- Sunday, December 17, 2017

Sherlock Holmes it isn’t. But Weyerhaeuser v. United States Fish and Wildlife Service, a case seeking review by the Supreme Court, could be called, “The Case of the Missing Frog.” In this amphibian equivalent of an Arthur Conan Doyle mystery, the government seeks to seize control of land it does not own, to protect an endangered species of frog that does not live there, force private landowners to tear down a healthy native forest, and install at landowner expense a new forest the landowner does not want.

The dusky gopher frog was known as the Mississippi Gopher Frog (after its home state) until 2012 when the Fish and Wildlife Service (FWS) began to consider taking control of Louisiana land to protect it and changed the name of the critter. Some of these frogs had once resided in Louisiana, but not, by all accounts, since 1965.

That is because to survive this frog needs land with: 1) “ephemeral ponds” (wet in the spring; dry in the summer) for breeding; 2) open canopy forests nearby maintained by frequent fires, and 3) upland habitat with abundant native herbaceous ground cover. With only the wet-dry ponds present now, the frogs cannot live in what is, according to the FWS’ official designation, its “critical habitat” in Louisiana.

As one of the petitioners to the Supreme Court, the Weyerhaeuser Company, put it in a recent brief, in order to achieve actual habitability for the frog, the FWS is telling owners of this “critical habitat” that they must take several draconian actions.

These would include chopping down their closed-canopy, loblolly pines and replacing them with open-canopied longleaf pines; burning the new forest with “frequent fires” to “support a diverse ground cover of herbaceous plants” in spite of acknowledged “landowner concern” and “negative impacts” of such fires; terminating “on-going timber management of the site, which precludes burning or planting longleaf pine trees”; allowing most or all of the land to be “managed” as refuge for the frog at a cost of tens of millions of dollars in lost development value, and agreeing to “frog translocations.”

The FWS has also said that it anticipates making more designations of “critical habitat” in the future outside any area occupied by a relevant species.
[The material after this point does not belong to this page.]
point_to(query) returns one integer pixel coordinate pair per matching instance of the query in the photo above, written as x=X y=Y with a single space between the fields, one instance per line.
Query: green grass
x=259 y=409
In practical terms, this means that, if the lower courts’ decisions stands, the agency could pick any plot of private land anywhere in the United States, designate it a “critical habitat” regardless of whether an endangered species actually lives there and then tell the landowner exactly how the land is to be used.

With more than 1,650 species listed as endangered and listings in all 50 states and the District of Columbia, every backyard in America could end up as a “critical habitat.” Where is the limit? Consider that scientists are actively working to resurrect the woolly mammoth, an ancient relative of the Asian elephant that has been extinct for 4,000 years, and which ranged across most of northern North America. Under the FWS’ interpretation of the Endangered Species Act, much of the northern United States could be considered the woolly mammoth’s past “critical habitat.”

But here is the problem for the FWS and the hope for the rest of us: The statute has a clear and unambiguous habitability requirement. As a matter of law, a species has to be able to live there for land to be designated as “critical habitat.” It is a line of argument that the justices are likely to find compelling.

As liberal Justice Elena Kagan said shortly after her elevation to the Court, “We are all textualists now,” meaning that the actual words of a statute matter. Conservative justice Neil Gorsuch echoed that view when he recently told an attorney during oral arguments, “we don’t follow what [lawmakers are] trying to do. We follow what they do.”

That is a lesson that too many Executive Branch bureaucrats have yet to learn. As a recent Wall Street Journal editorial observed about a decision by the Securities and Exchange Commission in a securities case, “The government, which intervened in the case, argued that executive agencies can ignore the text of laws if their provisions produce an outcome anomalous or contrary to Congress’ putative purpose.”

The Supreme Court should take up Weyerhaeuser and in its ultimate decision demonstrate that the Fish and Wildlife Service should be held to the clear language of the Endangered Species Act.

Finally, given that a new administration has taken office since the actions at issue transpired, Greg Sheehan, who started as the acting head of FWS in June, should undo the rule making that produced this overreaching and destructive regulation. After The Case of the Missing Frog, it should be regulatory designations like “uninhabited critical habitats” — and the bureaucrats who came up with it — that go missing.

Henry Miller, a physician and molecular biologist, is the Robert Wesson Fellow in Scientific Philosophy and Public Policy at Stanford University’s Hoover Institution.